Maelba started the machine and the loud sound filled their studio. Magpies, chiffchaffs, blue tits frequently gathered outside their wall-sized windows on leafy trees, not bothered by Maelba playing “LyricFM” while assembling her necklaces or by Agatha’s soulful singing. Yesterday, dreaming of starting her own wedding band, she learned “Kissing You,” from the film “Romeo and Juliet,” “Summertime,” “Galway Girl,” “Shape of You.”

“And what about the wedding in Greece?” Maelba inquired, handing Agatha an abundant smoothie of fresh berries and nuts, the concoction created in their new blender. “I have a hunch that my half-sister is going to have a secret wedding in Greece. She already purchased the dress. But her fiancé is of Greek origin and they probably have traditional family values... where two aging lesbians simply can’t fit. So, no beautiful boats and no breathtaking sunsets. No straw hats…” Agatha stumbled over words. Maelba took another sip of her smoothie. Something went through her mind.

“Would you like us to get married?” she suddenly asked. “We can now do it in Ireland... then – since we haven’t taken a vacation forever – I’ll fly you to Greece. We’ll have our secret wedding there ourselves, while they are hiding theirs from us. Wouldn’t that be hilarious? And I’ll teach you how to sail!”

Agatha dropped her face into her hands. She looked even smaller now, sitting on their crumpled guest couch. “I so long for a close family, Maelba... And to share moments together and laugh, sitting at a welcoming table with relatives... Mam wouldn’t want me to lose contact with my half-sister. But Yo doesn’t even talk about her anymore as though she can’t talk behind the back of the dead.
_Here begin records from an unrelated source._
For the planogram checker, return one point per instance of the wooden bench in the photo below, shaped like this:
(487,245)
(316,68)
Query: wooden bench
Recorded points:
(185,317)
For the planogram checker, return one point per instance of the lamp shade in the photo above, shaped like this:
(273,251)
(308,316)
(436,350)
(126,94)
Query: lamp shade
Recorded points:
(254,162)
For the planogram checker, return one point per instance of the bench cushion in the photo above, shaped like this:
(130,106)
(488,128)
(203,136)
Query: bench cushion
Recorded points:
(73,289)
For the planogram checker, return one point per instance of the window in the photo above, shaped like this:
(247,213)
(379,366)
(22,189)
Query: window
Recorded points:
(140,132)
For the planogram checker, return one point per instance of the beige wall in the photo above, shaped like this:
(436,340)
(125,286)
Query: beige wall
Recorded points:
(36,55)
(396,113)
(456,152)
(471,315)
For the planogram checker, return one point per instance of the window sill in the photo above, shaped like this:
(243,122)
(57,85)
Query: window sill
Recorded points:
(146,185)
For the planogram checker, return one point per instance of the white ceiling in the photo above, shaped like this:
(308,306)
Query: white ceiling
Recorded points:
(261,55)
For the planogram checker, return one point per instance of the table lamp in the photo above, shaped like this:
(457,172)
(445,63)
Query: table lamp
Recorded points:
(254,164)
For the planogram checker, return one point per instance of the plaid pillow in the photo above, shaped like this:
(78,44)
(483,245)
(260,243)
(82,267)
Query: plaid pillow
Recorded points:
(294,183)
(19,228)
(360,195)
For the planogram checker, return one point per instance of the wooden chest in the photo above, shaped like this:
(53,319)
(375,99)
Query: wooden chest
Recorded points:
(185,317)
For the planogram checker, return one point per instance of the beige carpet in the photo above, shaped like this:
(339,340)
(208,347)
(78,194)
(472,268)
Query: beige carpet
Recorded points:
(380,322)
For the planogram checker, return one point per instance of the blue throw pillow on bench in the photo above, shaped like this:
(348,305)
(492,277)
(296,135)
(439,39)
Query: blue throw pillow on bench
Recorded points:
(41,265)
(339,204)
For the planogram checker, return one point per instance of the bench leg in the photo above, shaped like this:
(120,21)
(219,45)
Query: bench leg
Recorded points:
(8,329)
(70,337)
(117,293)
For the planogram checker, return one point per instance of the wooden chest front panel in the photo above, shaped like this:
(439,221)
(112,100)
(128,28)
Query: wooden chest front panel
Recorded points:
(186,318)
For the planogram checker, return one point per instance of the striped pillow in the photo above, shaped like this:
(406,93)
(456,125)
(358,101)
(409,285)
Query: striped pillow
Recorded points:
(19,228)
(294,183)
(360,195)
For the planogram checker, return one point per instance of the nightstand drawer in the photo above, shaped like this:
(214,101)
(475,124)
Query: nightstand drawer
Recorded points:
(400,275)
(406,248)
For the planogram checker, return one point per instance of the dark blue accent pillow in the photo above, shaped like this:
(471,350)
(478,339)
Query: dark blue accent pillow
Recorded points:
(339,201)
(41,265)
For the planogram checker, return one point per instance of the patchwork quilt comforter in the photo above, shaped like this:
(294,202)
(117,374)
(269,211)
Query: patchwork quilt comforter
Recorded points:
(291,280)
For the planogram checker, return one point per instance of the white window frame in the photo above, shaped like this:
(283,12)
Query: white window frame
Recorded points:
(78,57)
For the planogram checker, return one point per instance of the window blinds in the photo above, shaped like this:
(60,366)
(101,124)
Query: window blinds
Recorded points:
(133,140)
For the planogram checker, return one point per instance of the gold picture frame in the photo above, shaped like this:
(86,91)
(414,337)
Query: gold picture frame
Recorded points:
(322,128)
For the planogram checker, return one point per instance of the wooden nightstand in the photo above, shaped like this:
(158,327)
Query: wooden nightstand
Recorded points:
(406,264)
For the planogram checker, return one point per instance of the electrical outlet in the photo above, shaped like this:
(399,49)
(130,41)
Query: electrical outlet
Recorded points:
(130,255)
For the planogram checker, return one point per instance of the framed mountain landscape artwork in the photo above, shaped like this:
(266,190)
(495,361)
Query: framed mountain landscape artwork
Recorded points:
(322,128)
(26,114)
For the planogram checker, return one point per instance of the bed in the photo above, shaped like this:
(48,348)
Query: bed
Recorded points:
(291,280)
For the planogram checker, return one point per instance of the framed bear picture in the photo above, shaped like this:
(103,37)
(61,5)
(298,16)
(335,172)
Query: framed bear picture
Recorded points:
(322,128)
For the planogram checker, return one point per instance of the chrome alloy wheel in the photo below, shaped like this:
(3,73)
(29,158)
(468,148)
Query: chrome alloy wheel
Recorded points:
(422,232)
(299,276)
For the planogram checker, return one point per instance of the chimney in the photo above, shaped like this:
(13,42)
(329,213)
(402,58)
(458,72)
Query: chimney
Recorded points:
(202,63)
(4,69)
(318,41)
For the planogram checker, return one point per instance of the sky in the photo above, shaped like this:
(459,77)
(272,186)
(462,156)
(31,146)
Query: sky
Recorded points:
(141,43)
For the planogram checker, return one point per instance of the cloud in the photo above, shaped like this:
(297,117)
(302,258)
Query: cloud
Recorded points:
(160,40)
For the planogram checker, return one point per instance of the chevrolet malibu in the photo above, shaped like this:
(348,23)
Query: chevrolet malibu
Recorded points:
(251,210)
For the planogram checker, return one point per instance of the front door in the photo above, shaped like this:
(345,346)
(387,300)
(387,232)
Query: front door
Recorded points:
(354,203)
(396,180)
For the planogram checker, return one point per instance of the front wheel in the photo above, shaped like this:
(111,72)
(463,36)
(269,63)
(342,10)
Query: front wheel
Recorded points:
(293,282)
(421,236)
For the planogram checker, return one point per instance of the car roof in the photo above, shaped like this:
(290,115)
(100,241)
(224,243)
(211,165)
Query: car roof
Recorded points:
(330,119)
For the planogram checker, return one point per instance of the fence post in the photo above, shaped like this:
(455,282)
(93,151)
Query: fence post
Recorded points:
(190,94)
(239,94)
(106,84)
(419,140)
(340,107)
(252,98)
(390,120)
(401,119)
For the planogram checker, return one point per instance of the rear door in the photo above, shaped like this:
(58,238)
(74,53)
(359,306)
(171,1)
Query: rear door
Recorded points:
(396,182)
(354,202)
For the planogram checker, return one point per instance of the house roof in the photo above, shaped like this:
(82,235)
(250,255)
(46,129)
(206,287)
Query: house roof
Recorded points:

I want people around me who are on the same wavelength… who share and love!”

Maelba stroked Agatha’s forehead and pointed to the cup with hearts of strawberries and nipples of berries. “We'll have a long life together and be very healthy. Everything will be organic. No toxic ingredients. Only the best. Thank you for carrying this all the way from the store. I know you did it for me.”

Maelba’s eyes fell on a glossy piece of paper enclosed in the box with the blender. She slowly read: "CONGRATULATIONS ON PURCHASING OUR PRODUCT AND WELCOME TO THE NINJA FAMILY!"

She laughed, “You worried about your half-sister. That you don’t have a family. We are the Ninja Family now,” and she kissed Agatha so deeply, so slowly that Agatha felt that she was transported to her parallel world where there was this incredible human warmth, and the boats, and the straw hats – and sunny, sensual Greece.